Special thanks to Bill Preachuk and Brandon Wilson for reviewing and providing their expertise


Columnar storage is an often-discussed topic in the big data processing and storage world today – there are hundreds of formats, structures, and optimizations into which you can store your data and even more ways to retrieve it depending on what you are planning to do with it. This plethora of options came about due to the need to not only ingest data quickly using On-Line Transactional Processing (OLTP) tools, but also because of the need to consume and analyze data with greater efficiency using On-Line Analytical Processing (OLAP) tools. Thousands of different use cases each have their own specific needs and thus, many options have surfaced. For example, reading stock market ticker data requires a completely different mindset than analyzing quality metrics in a manufacturing line.
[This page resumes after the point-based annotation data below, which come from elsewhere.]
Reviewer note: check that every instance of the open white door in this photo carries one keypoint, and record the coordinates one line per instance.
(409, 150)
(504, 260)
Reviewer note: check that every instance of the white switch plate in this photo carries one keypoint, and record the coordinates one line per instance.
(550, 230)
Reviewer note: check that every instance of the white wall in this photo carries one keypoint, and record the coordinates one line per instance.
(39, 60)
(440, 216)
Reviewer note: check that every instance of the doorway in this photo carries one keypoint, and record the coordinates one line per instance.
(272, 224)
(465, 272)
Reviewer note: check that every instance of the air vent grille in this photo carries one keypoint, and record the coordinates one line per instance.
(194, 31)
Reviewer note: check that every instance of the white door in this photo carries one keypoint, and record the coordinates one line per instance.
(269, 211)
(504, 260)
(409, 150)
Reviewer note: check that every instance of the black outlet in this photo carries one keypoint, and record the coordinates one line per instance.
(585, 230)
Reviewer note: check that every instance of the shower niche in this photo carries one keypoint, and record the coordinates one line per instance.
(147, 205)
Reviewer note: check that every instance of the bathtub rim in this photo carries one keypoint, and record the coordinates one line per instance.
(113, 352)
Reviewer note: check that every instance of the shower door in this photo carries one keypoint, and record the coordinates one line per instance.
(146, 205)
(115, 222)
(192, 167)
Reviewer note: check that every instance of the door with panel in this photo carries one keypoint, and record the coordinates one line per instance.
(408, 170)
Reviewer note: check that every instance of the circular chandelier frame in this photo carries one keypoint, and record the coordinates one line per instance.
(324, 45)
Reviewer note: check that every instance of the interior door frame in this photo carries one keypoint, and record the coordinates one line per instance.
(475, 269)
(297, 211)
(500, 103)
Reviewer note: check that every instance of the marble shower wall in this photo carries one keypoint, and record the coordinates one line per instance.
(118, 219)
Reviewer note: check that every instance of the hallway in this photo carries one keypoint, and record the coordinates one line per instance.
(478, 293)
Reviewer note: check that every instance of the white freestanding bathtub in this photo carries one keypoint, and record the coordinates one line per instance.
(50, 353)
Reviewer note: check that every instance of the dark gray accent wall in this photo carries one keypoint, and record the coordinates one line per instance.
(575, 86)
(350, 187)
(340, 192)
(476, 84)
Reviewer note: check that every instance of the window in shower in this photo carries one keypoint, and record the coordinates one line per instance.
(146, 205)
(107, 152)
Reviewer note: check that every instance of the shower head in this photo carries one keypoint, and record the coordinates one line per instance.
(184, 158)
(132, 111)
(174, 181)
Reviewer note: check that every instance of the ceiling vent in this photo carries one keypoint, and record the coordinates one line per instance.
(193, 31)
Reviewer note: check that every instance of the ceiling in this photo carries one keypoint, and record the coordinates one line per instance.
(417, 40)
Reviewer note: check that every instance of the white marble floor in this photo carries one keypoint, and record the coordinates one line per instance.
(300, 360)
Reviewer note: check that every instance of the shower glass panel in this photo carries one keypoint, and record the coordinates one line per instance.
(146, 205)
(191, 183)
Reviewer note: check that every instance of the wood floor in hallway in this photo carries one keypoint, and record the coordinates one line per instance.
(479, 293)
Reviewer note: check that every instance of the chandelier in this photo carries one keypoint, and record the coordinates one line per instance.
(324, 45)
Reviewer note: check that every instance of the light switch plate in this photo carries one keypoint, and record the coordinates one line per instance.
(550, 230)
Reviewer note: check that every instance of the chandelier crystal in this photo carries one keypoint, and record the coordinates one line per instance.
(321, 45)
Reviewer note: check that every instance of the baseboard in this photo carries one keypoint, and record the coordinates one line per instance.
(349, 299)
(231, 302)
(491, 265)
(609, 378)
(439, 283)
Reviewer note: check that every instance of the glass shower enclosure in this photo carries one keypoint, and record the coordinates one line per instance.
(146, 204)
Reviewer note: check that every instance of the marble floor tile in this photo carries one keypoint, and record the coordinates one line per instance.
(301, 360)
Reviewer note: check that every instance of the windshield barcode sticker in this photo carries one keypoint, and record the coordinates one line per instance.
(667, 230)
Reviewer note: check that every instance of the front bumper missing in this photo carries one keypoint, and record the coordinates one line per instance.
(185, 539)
With all these choices, it’s easy to get lost when navigating to your end goal: choosing a tool that works for you.

HDP incorporates a number of storage solutions, each of which are tailor-made for specific use cases. We want to start this blog series by talking about the following three tools/engines and their associated storage formats:

  • Apache Hive uses Apache ORC as an efficient columnar storage format that enables  performance for both OLAP and deep SQL query processing
  • Apache Phoenix/Apache HBase together form an OLTP database that enables real-time queries over billions of records and offers fast random key-based lookups as well as updates
  • Apache Druid is a high performance data store that enables real-time time-series analysis on event streams and OLAP analytics over historical data with extremely low latency

In this article, we intend to articulate which tool is appropriate for a given use case, compare and contrast the various tools, and provide a basic guideline for choosing the appropriate tool or set of tools to address your use case.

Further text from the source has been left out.